Thallium chloride (TICI) crystallizes in a cubic lattice whose edge length is found to be 385 pm. If the density of the solid is found to be ` 7.0 " g cm"^(-3)` , predict the type of lattice to which the crystals of TICI belong .

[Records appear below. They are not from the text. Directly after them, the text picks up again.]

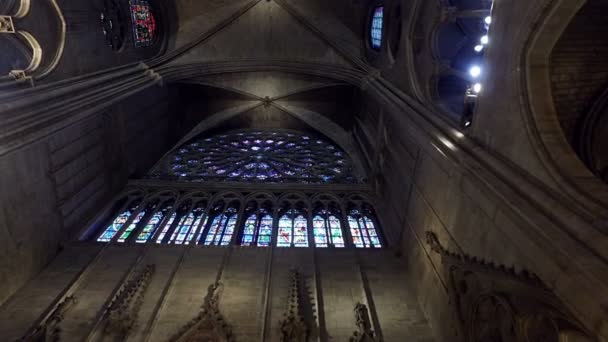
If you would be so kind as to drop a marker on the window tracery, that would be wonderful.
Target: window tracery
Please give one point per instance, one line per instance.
(363, 230)
(222, 226)
(293, 218)
(376, 27)
(144, 23)
(258, 157)
(293, 229)
(327, 229)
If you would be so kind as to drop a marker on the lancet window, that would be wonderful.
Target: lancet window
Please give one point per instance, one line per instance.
(223, 225)
(327, 229)
(257, 230)
(363, 230)
(292, 220)
(376, 27)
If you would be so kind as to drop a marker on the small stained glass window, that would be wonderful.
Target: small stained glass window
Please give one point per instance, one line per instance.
(222, 228)
(165, 229)
(114, 227)
(144, 23)
(185, 231)
(376, 27)
(257, 230)
(363, 230)
(150, 227)
(327, 230)
(125, 235)
(293, 230)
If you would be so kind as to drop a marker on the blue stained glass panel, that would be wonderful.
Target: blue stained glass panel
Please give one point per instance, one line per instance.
(249, 231)
(265, 233)
(114, 227)
(131, 227)
(377, 27)
(319, 231)
(150, 228)
(300, 235)
(336, 232)
(194, 228)
(285, 232)
(166, 227)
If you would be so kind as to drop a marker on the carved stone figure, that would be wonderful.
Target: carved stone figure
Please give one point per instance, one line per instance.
(365, 332)
(122, 312)
(50, 330)
(293, 327)
(495, 303)
(209, 325)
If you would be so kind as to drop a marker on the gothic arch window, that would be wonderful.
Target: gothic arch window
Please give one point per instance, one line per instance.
(152, 225)
(120, 221)
(363, 229)
(293, 229)
(187, 227)
(138, 218)
(327, 229)
(257, 230)
(223, 225)
(258, 157)
(143, 23)
(376, 27)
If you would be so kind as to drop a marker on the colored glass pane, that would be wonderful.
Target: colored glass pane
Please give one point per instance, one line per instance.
(336, 232)
(249, 231)
(376, 27)
(229, 231)
(285, 232)
(254, 156)
(131, 227)
(150, 228)
(216, 226)
(265, 233)
(194, 228)
(300, 235)
(319, 231)
(144, 23)
(165, 229)
(114, 227)
(183, 230)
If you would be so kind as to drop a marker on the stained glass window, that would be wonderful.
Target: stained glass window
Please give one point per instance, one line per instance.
(222, 228)
(363, 231)
(165, 229)
(257, 230)
(131, 227)
(114, 227)
(255, 156)
(144, 24)
(293, 230)
(185, 230)
(376, 27)
(150, 227)
(327, 230)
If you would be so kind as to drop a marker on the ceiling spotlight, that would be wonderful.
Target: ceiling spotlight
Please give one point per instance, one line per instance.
(477, 87)
(475, 71)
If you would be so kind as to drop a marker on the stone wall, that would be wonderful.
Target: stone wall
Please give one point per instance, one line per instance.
(51, 188)
(254, 299)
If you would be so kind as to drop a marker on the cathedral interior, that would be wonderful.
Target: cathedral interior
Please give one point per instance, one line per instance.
(319, 170)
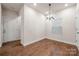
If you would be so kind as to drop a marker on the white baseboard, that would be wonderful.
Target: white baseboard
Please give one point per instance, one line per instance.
(61, 40)
(25, 44)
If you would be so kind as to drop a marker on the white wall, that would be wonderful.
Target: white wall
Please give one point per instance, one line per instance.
(11, 25)
(34, 25)
(21, 14)
(68, 26)
(0, 28)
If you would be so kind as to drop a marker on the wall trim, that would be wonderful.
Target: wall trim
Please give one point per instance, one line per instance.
(25, 44)
(61, 41)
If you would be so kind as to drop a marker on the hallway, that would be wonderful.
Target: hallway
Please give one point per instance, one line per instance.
(44, 47)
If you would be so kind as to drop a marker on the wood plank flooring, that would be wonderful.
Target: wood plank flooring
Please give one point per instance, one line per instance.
(45, 47)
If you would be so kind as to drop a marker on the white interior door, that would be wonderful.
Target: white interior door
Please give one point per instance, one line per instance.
(12, 30)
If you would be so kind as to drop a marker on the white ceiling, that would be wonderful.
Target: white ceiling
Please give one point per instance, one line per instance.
(12, 6)
(44, 7)
(41, 7)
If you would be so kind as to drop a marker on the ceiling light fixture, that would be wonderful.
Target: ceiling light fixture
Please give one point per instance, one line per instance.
(34, 4)
(66, 5)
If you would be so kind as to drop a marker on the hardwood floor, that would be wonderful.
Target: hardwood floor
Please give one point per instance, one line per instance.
(45, 47)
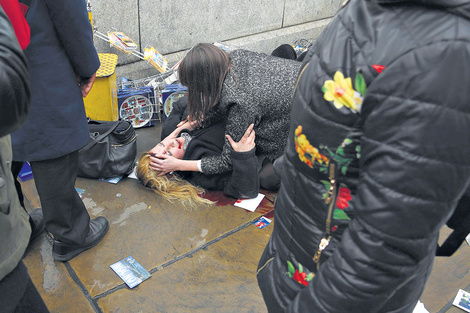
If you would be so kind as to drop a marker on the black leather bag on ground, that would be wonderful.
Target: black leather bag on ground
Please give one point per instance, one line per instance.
(110, 152)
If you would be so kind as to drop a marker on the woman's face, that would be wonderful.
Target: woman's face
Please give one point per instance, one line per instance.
(173, 147)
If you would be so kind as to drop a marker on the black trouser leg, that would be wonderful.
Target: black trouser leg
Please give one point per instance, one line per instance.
(18, 293)
(65, 214)
(15, 170)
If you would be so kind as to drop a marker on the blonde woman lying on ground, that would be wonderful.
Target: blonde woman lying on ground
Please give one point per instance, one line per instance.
(241, 182)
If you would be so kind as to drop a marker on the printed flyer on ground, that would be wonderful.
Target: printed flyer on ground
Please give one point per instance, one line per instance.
(130, 271)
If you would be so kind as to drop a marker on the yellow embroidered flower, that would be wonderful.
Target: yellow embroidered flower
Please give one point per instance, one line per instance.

(Atomic mass of TI = 204, Cl = 35.5)

To determine the type of lattice to which thallium chloride (TlCl) belongs, we can use the formula for density in a crystalline solid: \[ D = \frac{Z \times M}{N_A \times A^3} \] Where: - \( D \) = density of the solid (in g/cm³) - \( Z \) = number of formula units per unit cell - \( M \) = molar mass of the compound (in g/mol) - \( N_A \) = Avogadro's number (\( 6.022 \times 10^{23} \) mol⁻¹) - \( A \) = edge length of the unit cell (in cm) ### Step 1: Convert the edge length from picometers to centimeters Given edge length \( A = 385 \) pm, we convert this to centimeters: \[ A = 385 \, \text{pm} = 385 \times 10^{-12} \, \text{m} = 385 \times 10^{-10} \, \text{cm} = 3.85 \times 10^{-8} \, \text{cm} \] ### Step 2: Calculate the molar mass of TlCl The molar mass \( M \) can be calculated as follows: \[ M = \text{Atomic mass of Tl} + \text{Atomic mass of Cl} = 204 \, \text{g/mol} + 35.5 \, \text{g/mol} = 239.5 \, \text{g/mol} \] ### Step 3: Substitute the values into the density formula We know: - Density \( D = 7.0 \, \text{g/cm}^3 \) - Molar mass \( M = 239.5 \, \text{g/mol} \) - Edge length \( A = 3.85 \times 10^{-8} \, \text{cm} \) Now substituting these values into the density formula: \[ 7.0 = \frac{Z \times 239.5}{6.022 \times 10^{23} \times (3.85 \times 10^{-8})^3} \] ### Step 4: Calculate \( A^3 \) Calculating \( A^3 \): \[ A^3 = (3.85 \times 10^{-8})^3 = 5.73 \times 10^{-23} \, \text{cm}^3 \] ### Step 5: Rearranging to find \( Z \) Rearranging the density formula to solve for \( Z \): \[ Z = \frac{D \times N_A \times A^3}{M} \] Substituting the values: \[ Z = \frac{7.0 \times 6.022 \times 10^{23} \times 5.73 \times 10^{-23}}{239.5} \] ### Step 6: Calculate \( Z \) Calculating \( Z \): \[ Z = \frac{7.0 \times 6.022 \times 5.73}{239.5} \approx \frac{7.0 \times 34.38}{239.5} \approx \frac{241.66}{239.5} \approx 1.01 \] ### Step 7: Determine the type of lattice Since \( Z \approx 1 \), this indicates that there is approximately one formula unit of TlCl per unit cell. This suggests that TlCl crystallizes in a simple cubic lattice. ### Conclusion Thallium chloride (TlCl) belongs to a simple cubic lattice structure. ---